In Toronto, Annex Organics has a similar goal. “We’re trying to see how productive the city can actually be,” said Lauren Baker, manager and co-founder of Annex Organics, which runs demonstration gardens — including a rooftop garden –and two living machines in a Toronto warehouse. Annex Organics is credited with adapting the design of the living machine originally developed by Canadian Dr. John Todd as an ecologically friendly way to clean wastewater for small-scale fish production.
Baker thinks the idea of urban fish production will catch on. “We do public workshops on living machines, and tons of people come. Then they go home and they adapt the design for themselves, and sometimes they just build a really tiny living machine with just ornamental fish, and sometimes they do something a lot bigger.”
Lopez of EcoVida hopes that Proyecto Pescado may expand commercially at some point, perhaps through the formation of a cooperative. Farm-raised tilapia goes for about $8 per pound at local health food stores. But it takes about seven months for the fish to grow from fingerlings to about a pound and a half, when they are ready to be harvested.
“It’s not intended to be a big moneymaker at this level,” said Meares. “It’s intended to provide protein for the families more than anything else. Some of the families hope that they may be able to sell some of it to neighbors or have a relationship with a restaurant, but they’re a long way from being able to do that.”
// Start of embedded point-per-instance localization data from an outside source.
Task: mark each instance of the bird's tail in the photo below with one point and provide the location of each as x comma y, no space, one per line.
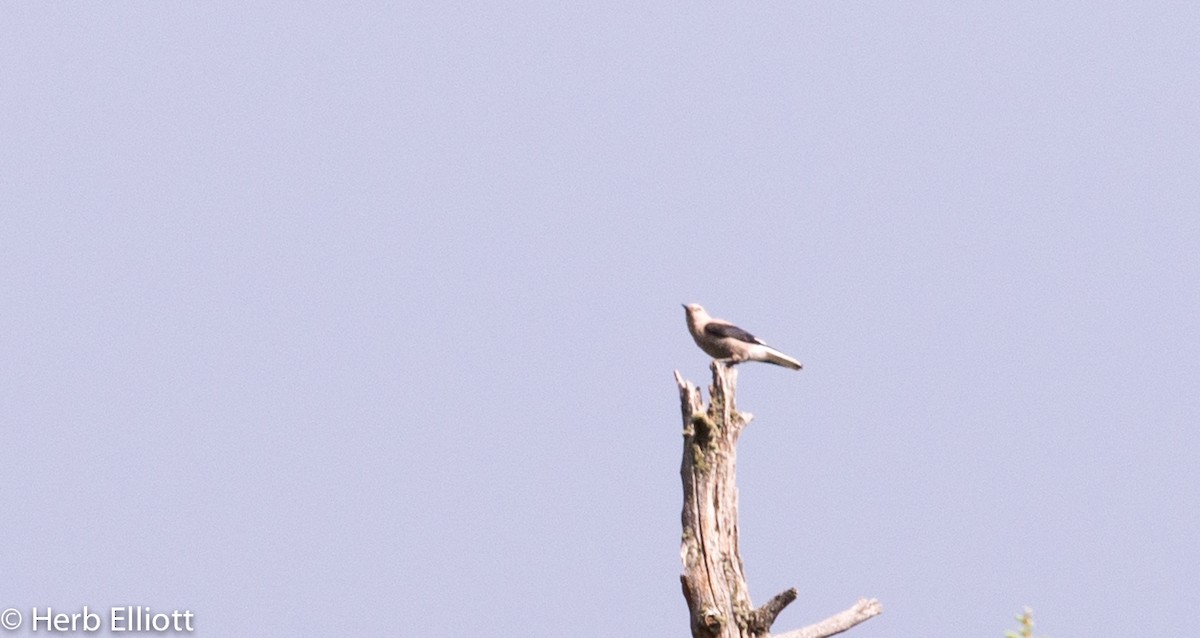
780,359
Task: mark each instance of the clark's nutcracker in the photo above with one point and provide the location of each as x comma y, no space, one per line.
729,343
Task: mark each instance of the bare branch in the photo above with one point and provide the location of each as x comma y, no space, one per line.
862,611
713,581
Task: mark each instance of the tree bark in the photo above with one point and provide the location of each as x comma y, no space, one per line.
713,578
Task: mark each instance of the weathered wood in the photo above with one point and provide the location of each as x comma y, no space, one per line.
713,578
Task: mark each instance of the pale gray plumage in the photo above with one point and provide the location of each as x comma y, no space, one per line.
729,343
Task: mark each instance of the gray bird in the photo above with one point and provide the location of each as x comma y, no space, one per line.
729,343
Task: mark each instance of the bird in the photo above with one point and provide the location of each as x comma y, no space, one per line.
729,343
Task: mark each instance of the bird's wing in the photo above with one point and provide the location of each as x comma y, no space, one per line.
730,331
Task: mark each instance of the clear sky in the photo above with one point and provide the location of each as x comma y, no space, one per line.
360,320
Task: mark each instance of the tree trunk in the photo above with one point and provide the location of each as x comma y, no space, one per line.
713,579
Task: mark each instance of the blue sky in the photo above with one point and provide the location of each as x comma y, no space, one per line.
331,320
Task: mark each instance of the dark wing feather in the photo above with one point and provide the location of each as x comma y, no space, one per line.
730,331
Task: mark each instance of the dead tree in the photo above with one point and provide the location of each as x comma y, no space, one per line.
713,579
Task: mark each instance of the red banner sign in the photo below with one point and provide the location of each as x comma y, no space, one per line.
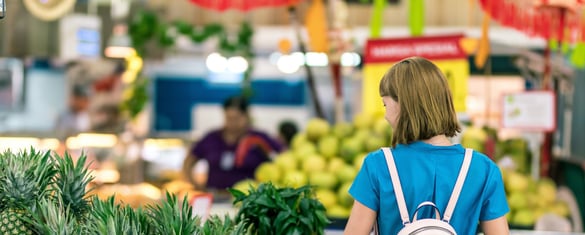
431,47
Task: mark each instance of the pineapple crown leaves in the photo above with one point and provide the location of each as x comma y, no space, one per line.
294,210
225,226
172,217
71,181
108,217
53,217
26,177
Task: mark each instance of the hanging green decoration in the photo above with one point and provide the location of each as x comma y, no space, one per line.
416,17
578,55
146,26
377,18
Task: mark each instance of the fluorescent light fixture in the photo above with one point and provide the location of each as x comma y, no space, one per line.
119,45
237,64
16,144
91,140
288,64
350,59
216,62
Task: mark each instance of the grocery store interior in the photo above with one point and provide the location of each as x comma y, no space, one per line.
140,90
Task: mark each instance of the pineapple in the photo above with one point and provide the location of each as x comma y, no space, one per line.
24,179
172,217
71,182
54,218
108,217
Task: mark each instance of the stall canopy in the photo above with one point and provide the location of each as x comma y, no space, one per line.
242,5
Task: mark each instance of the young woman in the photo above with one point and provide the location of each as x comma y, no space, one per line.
419,108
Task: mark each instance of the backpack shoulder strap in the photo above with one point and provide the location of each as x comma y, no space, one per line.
396,184
458,185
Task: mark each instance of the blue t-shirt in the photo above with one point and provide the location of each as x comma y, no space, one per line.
428,173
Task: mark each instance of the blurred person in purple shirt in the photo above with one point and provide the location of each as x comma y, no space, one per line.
232,152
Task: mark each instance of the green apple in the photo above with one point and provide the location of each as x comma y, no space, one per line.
342,129
286,161
335,164
343,196
375,142
327,197
314,163
304,150
328,146
317,128
298,140
359,161
350,148
363,120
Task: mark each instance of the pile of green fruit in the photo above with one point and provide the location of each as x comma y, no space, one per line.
326,157
529,199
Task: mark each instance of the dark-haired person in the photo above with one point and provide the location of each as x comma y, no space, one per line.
234,151
419,108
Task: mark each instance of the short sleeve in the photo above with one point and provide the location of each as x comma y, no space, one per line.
363,187
495,204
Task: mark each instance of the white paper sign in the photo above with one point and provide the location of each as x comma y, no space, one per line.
532,110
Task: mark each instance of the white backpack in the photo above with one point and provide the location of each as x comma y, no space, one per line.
436,226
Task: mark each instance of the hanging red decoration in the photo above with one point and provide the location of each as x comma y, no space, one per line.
242,5
560,20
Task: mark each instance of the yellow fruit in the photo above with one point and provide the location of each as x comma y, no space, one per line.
286,161
317,128
304,150
314,163
323,180
342,129
359,161
245,185
267,172
328,146
294,179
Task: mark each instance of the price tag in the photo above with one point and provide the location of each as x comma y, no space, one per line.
532,110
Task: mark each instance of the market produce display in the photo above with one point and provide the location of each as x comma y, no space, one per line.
326,157
530,199
43,193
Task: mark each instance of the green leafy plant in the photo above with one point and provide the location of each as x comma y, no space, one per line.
222,225
173,217
271,210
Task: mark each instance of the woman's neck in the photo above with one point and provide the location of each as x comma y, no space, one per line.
438,140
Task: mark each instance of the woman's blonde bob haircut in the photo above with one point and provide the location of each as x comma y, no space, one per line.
426,104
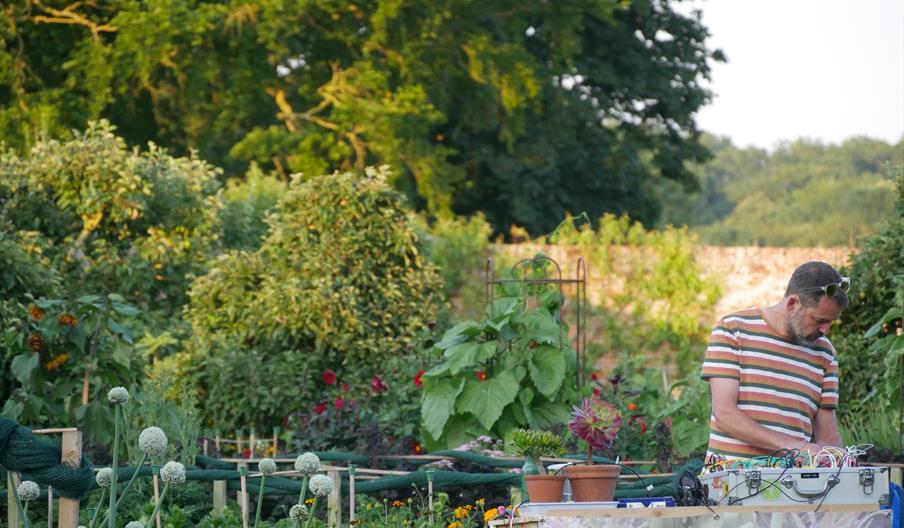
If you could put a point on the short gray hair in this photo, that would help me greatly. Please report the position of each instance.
(809, 277)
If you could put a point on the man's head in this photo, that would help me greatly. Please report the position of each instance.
(815, 297)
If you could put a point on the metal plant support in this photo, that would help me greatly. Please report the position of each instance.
(520, 276)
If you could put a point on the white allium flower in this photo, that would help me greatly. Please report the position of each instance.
(321, 485)
(307, 464)
(173, 473)
(28, 490)
(104, 477)
(118, 395)
(298, 512)
(266, 466)
(152, 441)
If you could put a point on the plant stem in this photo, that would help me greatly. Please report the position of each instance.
(311, 515)
(159, 502)
(111, 515)
(304, 489)
(103, 493)
(260, 502)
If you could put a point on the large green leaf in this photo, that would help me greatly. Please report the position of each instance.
(487, 399)
(439, 404)
(457, 334)
(23, 365)
(549, 413)
(547, 369)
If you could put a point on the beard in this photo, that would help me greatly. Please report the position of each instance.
(796, 329)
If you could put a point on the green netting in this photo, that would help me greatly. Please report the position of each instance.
(39, 460)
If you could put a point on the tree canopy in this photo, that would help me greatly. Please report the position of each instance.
(521, 110)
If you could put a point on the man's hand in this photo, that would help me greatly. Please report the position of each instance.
(812, 448)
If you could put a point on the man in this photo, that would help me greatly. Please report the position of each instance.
(773, 373)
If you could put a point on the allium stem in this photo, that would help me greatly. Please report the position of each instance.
(304, 488)
(103, 493)
(313, 510)
(111, 516)
(260, 502)
(159, 502)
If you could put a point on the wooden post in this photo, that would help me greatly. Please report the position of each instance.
(243, 494)
(335, 500)
(351, 494)
(219, 496)
(72, 455)
(156, 480)
(49, 506)
(12, 509)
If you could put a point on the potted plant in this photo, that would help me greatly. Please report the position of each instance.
(533, 444)
(597, 423)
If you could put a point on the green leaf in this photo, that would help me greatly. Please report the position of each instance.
(461, 356)
(439, 404)
(125, 309)
(23, 365)
(548, 413)
(547, 369)
(120, 330)
(486, 399)
(892, 314)
(458, 334)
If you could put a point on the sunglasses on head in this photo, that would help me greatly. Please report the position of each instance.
(832, 289)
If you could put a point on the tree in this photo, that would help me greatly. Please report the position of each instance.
(522, 110)
(340, 283)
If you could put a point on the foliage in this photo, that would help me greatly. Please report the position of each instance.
(534, 444)
(107, 216)
(875, 293)
(655, 291)
(514, 368)
(246, 204)
(802, 193)
(476, 107)
(62, 349)
(340, 282)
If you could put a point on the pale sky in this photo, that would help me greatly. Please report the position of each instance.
(820, 69)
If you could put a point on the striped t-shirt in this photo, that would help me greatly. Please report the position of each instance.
(782, 383)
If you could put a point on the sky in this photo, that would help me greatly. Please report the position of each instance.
(820, 69)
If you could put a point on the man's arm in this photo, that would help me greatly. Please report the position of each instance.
(825, 428)
(733, 421)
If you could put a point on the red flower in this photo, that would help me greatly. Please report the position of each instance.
(377, 385)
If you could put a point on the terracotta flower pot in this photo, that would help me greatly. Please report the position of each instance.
(592, 483)
(545, 488)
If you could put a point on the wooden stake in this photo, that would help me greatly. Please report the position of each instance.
(335, 500)
(72, 455)
(157, 498)
(12, 509)
(351, 494)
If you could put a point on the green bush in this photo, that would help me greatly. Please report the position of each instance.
(864, 372)
(340, 282)
(513, 369)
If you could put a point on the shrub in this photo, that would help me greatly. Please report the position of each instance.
(340, 282)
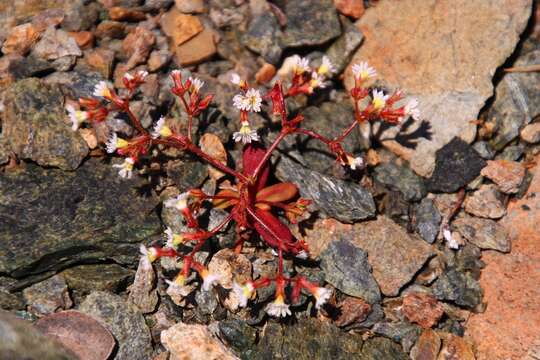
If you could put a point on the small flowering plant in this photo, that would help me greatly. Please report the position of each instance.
(253, 204)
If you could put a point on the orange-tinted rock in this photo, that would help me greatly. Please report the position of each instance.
(265, 73)
(180, 27)
(427, 346)
(84, 39)
(352, 310)
(101, 60)
(508, 175)
(423, 309)
(456, 348)
(196, 50)
(118, 13)
(138, 45)
(509, 327)
(20, 39)
(352, 8)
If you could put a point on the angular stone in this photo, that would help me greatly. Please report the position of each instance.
(428, 220)
(310, 22)
(124, 321)
(422, 309)
(196, 50)
(452, 90)
(180, 27)
(69, 217)
(34, 126)
(459, 287)
(516, 101)
(48, 296)
(508, 327)
(427, 347)
(308, 339)
(342, 49)
(20, 340)
(344, 201)
(194, 342)
(346, 267)
(80, 333)
(485, 202)
(508, 175)
(402, 179)
(103, 277)
(55, 44)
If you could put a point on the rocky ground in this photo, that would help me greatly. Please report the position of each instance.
(432, 252)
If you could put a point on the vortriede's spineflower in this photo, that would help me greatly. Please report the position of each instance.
(180, 202)
(326, 67)
(278, 308)
(160, 129)
(243, 292)
(246, 135)
(173, 240)
(102, 90)
(321, 296)
(196, 84)
(114, 143)
(250, 101)
(363, 71)
(126, 168)
(379, 99)
(77, 117)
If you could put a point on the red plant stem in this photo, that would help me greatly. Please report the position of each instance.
(210, 233)
(269, 152)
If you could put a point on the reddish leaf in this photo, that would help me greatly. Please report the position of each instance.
(251, 158)
(278, 192)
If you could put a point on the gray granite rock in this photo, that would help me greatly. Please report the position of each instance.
(35, 126)
(484, 233)
(70, 217)
(124, 321)
(346, 267)
(428, 220)
(401, 178)
(456, 165)
(310, 22)
(345, 201)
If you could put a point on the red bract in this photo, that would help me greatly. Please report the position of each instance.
(254, 205)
Still, Baker points out, families can realize economic benefits from raising their own food. “You’re not generating revenue directly from the fish, but you wouldn’t have to buy fish or meat, so you’d be able to save money and divert it to something else.” The fish can be frozen, and eventually families will be able to stagger production so that they can harvest fish every month.
Baker and Lopez both point out that benefits of the living machines are more than monetary. “The whole system really connects people to the cycles of life,” says Baker. “You learn about those cycles, and your family basically becomes integrated with the living machine, feeding the fish and caring for the plants and learning about where your food comes from.”
In Labra’s case, caring for the fish has brought unity to her family by giving Labra and her teen-age daughter an activity they can share. It’s also helped Labra fight depression. “It’s like having a little river inside your house,” says Lopez, “a fountain where you can hear the rippling of the water all day and night — with the hope of life.”